Bullying, exclusion, low expectations and isolation – the barriers facing disabled young people


The barriers facing disabled children have been spelt out in a report that highlights just how many of their basic rights are not being met. Pete Henshaw takes a look.

Disabled children and young people are being denied many of their rights, including access to education, effective careers guidance and employment.

An investigation led by the Office of the Children’s Commissioner suggests that as many as 13 of the rights contained within the UN Convention on the Rights of Persons with Disabilities are not being met for many disabled young people across the country.

The report is a snapshot based on in-depth interviews and research involving 34 disabled children and young people.

Headline among the findings, the interviewees reported generally experiencing “unhelpful, negative stereotypes” of disability and said that people often underestimated their ability and held limited expectations and aspirations for them.

Bullying was also a key theme, with the interviewees not only experiencing it because of their disabilities, but also encountering problems being listened to when they tried to report it to police outside of school or to staff within school.

The research also points out that although disabled children are more than three times more likely to be victims of child sexual abuse than non-disabled children, they are less likely to have child protection plans.

When it comes to education, the interviewees reported “feeling unsupported to achieve and pursue academic qualifications and often having little autonomy over subject choice when reaching GCSEs or A levels”.

The importance of properly trained teaching assistants was also stressed by the young people, who said they were “empowered” when teaching assistants understood their needs.

The report also highlights that children or young people with a disability or SEN are eight times more likely to be excluded both informally and formally than their non-disabled peers.

This comes after research from the charity Contact a Family last year found that a lack of resources was leading some schools to deny disabled children access to activities or to illegally exclude them by sending them home.

This week’s report states: “Children and young people wanted more support to reach their full potential in education as this is linked to ability to access meaningful employment. Young people thought that schools and colleges did not give them enough support to access employment.”

Indeed, employment was another area where the 34 interviewees reported encountering significant barriers. The report adds: “Disabled children and young people reported that they faced significant difficulties in accessing paid employment and suitable meaningful unpaid work experience, leaving them to feel isolated and concerned about their futures.

“They wanted more education for employers so they can recognise the potential of disabled young people.”

The young people also said that they often felt excluded from mainstream play and leisure provision and wanted more opportunities.

Among its recommendations, the report calls for a renewed focus on tackling disability-related hate crime and abuse, including the creation of a national strategy to be led by government. 

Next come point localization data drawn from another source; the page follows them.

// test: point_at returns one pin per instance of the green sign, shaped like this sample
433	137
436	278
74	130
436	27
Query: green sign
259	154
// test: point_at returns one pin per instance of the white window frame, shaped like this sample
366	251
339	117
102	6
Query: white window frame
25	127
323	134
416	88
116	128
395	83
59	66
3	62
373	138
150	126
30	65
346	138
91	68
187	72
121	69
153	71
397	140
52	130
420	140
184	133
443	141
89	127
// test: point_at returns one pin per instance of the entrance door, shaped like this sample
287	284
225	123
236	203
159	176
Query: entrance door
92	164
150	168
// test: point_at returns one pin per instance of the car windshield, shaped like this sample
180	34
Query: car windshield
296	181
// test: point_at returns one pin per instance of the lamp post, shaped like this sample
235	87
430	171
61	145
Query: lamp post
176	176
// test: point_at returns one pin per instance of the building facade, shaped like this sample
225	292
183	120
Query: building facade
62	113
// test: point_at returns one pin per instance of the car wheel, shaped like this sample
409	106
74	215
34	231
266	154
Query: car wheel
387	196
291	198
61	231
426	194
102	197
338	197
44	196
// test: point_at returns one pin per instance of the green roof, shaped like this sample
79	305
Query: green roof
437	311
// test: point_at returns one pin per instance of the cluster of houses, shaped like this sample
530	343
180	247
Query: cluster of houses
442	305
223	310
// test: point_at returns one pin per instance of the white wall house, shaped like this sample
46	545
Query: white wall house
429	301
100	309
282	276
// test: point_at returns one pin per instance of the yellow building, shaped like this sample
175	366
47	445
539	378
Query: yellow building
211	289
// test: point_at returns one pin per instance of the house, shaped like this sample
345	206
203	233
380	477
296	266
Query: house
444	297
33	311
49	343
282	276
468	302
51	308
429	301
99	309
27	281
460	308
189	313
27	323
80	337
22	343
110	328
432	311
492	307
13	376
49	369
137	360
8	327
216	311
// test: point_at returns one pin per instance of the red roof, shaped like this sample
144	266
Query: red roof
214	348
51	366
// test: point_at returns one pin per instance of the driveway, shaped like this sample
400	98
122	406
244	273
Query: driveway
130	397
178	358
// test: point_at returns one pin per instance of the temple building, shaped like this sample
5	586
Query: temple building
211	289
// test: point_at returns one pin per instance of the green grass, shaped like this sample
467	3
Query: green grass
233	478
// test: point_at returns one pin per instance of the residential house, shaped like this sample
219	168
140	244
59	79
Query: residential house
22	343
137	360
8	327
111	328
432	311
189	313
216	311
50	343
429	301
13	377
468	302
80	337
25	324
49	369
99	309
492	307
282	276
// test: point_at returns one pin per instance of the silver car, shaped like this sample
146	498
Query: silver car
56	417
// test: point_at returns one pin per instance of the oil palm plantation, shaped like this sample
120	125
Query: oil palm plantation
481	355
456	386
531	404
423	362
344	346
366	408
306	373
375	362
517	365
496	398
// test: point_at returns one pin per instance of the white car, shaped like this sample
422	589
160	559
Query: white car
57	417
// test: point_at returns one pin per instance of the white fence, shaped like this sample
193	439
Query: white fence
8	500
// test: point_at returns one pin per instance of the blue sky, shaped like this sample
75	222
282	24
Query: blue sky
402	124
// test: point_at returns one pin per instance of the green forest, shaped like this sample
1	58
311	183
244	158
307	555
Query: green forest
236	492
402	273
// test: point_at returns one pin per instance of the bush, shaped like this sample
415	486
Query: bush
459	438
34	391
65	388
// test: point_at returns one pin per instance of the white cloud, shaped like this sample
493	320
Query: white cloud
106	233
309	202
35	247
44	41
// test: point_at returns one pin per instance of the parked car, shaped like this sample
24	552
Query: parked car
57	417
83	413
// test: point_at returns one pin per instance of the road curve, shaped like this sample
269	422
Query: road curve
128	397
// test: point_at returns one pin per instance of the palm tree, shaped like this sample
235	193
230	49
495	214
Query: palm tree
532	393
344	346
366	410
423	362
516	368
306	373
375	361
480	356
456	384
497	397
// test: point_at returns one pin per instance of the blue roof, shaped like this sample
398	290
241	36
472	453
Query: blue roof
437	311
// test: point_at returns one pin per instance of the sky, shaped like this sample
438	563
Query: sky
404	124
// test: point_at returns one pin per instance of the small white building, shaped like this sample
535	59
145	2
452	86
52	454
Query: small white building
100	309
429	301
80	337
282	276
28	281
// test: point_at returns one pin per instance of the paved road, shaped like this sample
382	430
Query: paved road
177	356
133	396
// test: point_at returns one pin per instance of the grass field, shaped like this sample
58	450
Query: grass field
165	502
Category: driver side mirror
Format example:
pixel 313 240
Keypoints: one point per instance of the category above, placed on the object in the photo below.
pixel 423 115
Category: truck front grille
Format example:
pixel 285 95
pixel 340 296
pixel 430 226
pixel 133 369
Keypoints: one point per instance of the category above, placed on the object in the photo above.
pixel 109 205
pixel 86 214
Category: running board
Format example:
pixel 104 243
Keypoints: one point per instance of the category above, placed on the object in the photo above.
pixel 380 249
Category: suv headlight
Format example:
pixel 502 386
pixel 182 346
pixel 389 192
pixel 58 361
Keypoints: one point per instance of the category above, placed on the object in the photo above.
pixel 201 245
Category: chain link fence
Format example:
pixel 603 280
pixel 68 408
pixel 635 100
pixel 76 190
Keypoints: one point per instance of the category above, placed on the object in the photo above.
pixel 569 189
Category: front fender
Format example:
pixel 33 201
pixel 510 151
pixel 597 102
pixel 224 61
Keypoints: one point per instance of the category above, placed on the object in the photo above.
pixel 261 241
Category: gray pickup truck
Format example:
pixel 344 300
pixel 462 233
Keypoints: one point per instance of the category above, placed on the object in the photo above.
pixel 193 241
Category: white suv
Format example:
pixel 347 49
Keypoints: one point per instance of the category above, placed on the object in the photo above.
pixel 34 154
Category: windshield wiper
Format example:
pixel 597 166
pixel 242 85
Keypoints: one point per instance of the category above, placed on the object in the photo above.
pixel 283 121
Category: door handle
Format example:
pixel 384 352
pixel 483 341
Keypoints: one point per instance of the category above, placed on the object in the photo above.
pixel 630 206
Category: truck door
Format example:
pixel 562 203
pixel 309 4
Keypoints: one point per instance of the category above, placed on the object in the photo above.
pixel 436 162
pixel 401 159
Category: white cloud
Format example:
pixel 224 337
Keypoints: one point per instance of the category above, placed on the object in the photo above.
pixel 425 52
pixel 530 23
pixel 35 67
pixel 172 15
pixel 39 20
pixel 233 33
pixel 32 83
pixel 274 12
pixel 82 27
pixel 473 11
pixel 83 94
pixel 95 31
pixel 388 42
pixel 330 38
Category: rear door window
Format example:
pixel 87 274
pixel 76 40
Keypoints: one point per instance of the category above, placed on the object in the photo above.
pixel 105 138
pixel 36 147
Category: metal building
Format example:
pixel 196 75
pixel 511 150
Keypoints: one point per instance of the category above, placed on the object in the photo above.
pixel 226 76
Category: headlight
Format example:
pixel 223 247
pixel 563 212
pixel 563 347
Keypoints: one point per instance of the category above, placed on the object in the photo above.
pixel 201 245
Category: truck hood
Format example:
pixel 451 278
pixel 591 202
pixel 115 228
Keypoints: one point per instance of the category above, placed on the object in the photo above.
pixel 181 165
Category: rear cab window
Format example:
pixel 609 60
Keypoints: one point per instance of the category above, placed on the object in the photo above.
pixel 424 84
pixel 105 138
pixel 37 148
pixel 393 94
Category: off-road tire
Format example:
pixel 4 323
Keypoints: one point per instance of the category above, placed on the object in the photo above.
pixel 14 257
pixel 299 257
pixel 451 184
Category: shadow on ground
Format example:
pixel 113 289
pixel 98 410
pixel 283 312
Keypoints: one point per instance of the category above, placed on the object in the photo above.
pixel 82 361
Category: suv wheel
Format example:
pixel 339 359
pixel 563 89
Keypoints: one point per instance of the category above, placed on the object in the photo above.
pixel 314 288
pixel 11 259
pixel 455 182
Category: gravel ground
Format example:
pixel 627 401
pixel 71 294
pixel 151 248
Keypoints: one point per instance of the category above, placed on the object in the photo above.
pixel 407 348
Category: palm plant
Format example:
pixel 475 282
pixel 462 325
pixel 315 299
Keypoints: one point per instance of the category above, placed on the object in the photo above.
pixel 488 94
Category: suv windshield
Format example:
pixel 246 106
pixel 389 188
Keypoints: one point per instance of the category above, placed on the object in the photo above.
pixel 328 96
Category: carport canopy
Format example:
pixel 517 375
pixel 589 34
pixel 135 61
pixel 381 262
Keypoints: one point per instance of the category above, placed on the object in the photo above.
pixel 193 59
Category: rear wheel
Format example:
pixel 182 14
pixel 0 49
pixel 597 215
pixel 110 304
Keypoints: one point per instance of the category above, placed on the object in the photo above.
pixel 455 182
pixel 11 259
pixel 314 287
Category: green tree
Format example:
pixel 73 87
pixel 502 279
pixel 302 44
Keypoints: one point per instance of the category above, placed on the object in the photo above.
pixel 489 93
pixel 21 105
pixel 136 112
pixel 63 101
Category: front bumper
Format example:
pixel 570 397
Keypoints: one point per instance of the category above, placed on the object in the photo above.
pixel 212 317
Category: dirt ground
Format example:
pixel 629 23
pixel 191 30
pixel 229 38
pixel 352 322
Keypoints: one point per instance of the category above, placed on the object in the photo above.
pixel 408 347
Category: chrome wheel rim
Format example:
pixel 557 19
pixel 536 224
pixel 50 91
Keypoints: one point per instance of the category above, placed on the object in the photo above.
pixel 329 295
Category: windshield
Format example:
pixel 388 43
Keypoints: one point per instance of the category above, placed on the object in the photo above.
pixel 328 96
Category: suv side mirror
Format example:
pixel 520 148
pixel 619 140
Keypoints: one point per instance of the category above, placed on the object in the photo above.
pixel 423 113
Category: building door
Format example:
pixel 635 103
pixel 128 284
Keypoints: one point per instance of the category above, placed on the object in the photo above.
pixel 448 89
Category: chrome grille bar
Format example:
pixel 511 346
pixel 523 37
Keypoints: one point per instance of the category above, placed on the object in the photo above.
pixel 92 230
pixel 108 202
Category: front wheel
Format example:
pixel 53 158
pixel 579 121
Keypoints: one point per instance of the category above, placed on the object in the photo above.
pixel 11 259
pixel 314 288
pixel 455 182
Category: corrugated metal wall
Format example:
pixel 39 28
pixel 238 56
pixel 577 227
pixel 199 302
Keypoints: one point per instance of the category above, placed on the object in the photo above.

It also identifies a role for teacher training that would see a mandatory focus on delivering an inclusive education. It adds: “A statutory requirement for all annual reviews for disabled young people with Education, Health and Care Plans or in receipt of SEN support from year 9 onwards should have a strong focus on qualifications and the implications for future career aspirations. 

“This should include a requirement for young disabled people to receive appropriate and relevant careers advice and guidance and assistance in brokering work experience placements.

“There should also be a duty for professionals to put in place the necessary support for young disabled people to access suitable work experience.”

Elsewhere, it says the Department for Education should provide “clear and more explicit” guidance to schools to help with effective careers provision for young people with disabilities.

The children’s commissioner, Dr Maggie Atkinson, said: “For some time I have been seriously concerned about the inequalities faced by disabled children and young people in England. It is unacceptable that we still have to raise the issues in this report.

“It should not be the case that it is still necessary to tell our readers that these children’s lives are affected by the denial of their rights, both by those running some services and society at large. 

“We have legislation to ensure the fair treatment of disabled children and young people, and high expectations about what they deserve and should receive. As a nation and a society, we commit time and time again, through policies, debates, and public statements to ensuring they receive these entitlements.”

Responding to the report, Anna Feuchtwang, chief executive of National Children’s Bureau, said: “Disabled children and young people still have an uphill struggle before they enjoy equal rights with the rest of society.

“It is completely unacceptable that some live in fear of bullying and hate-crime attacks, and feel that when they do turn to those in authority for help, they are not listened to adequately.

“We need to ensure we listen to their concerns closely, and involve them effectively in designing and delivering the services they rely on.”